Ukrainian Drone Strikes Shut 80% of Crimea Fuel Stations as Rationing Hits Summer Travel
Updated
Updated · Kyiv Post · Jun 2
Ukrainian Drone Strikes Shut 80% of Crimea Fuel Stations as Rationing Hits Summer Travel
3 articles · Updated · Kyiv Post · Jun 2
Summary
About 80% of Crimea’s fuel stations could not sell standard gasoline on Tuesday, leaving queues up to 1 kilometer long and forcing 20-liter limits or sales only to ration-ticket holders.
Ukrainian drones caused the shortages by hitting rail yards, fuel trucks, storage depots and other supply links to the occupied peninsula, including an overnight strike on the Dzhankoi rail bottleneck.
Sevastopol’s Moscow-installed governor said open sales would resume on Wednesday, but Russian and local reports showed shortages in Simferopol, Sevastopol, Yevpatoria and Feodosia with little public confidence in that timeline.
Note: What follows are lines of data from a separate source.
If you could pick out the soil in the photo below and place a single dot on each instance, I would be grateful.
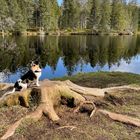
(79, 126)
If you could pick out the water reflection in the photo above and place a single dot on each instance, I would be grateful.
(67, 55)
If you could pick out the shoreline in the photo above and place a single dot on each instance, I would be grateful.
(63, 33)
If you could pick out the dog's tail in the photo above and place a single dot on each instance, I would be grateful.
(7, 93)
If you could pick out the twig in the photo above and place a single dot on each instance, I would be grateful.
(71, 127)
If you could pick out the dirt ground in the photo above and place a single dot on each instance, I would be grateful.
(79, 126)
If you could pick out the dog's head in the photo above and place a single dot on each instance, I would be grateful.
(35, 66)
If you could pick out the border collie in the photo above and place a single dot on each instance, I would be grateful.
(33, 74)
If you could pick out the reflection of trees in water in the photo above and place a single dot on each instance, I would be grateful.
(75, 50)
(110, 50)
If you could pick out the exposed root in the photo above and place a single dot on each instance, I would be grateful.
(63, 127)
(121, 118)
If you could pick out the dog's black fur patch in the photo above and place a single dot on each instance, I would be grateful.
(29, 76)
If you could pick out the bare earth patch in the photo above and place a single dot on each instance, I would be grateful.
(77, 125)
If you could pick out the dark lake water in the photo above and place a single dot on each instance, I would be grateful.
(68, 55)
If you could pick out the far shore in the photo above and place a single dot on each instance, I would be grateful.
(66, 32)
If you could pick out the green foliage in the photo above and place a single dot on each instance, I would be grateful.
(98, 15)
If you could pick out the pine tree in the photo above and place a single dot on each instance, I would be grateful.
(27, 8)
(68, 14)
(94, 18)
(49, 13)
(133, 13)
(3, 14)
(105, 15)
(118, 21)
(16, 15)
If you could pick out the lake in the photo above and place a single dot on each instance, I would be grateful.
(67, 55)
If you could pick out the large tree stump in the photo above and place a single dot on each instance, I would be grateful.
(52, 93)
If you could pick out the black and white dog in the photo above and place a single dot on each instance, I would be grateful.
(32, 75)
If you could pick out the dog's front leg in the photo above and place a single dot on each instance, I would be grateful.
(37, 82)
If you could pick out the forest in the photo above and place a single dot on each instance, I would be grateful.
(72, 15)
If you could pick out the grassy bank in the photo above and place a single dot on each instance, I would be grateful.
(103, 79)
(96, 128)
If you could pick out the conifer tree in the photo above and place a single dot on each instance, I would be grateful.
(105, 15)
(118, 21)
(95, 16)
(16, 15)
(49, 13)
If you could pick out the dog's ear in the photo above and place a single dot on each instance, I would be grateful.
(32, 63)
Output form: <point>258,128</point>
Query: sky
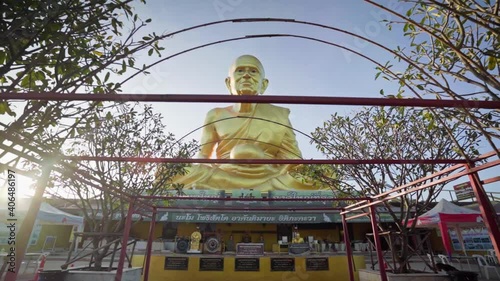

The disruption is amplified by damaged logistics: heavy traffic over the Kerch Bridge is largely unavailable, ferries can carry only about 100 cars and 50 trucks, and truckers reportedly wait days to cross.
For Crimea’s summer season, the squeeze threatens a peninsula of 2 million-plus residents that nearly doubles with tourists, while black-market gasoline has climbed to 200-300 rubles a liter.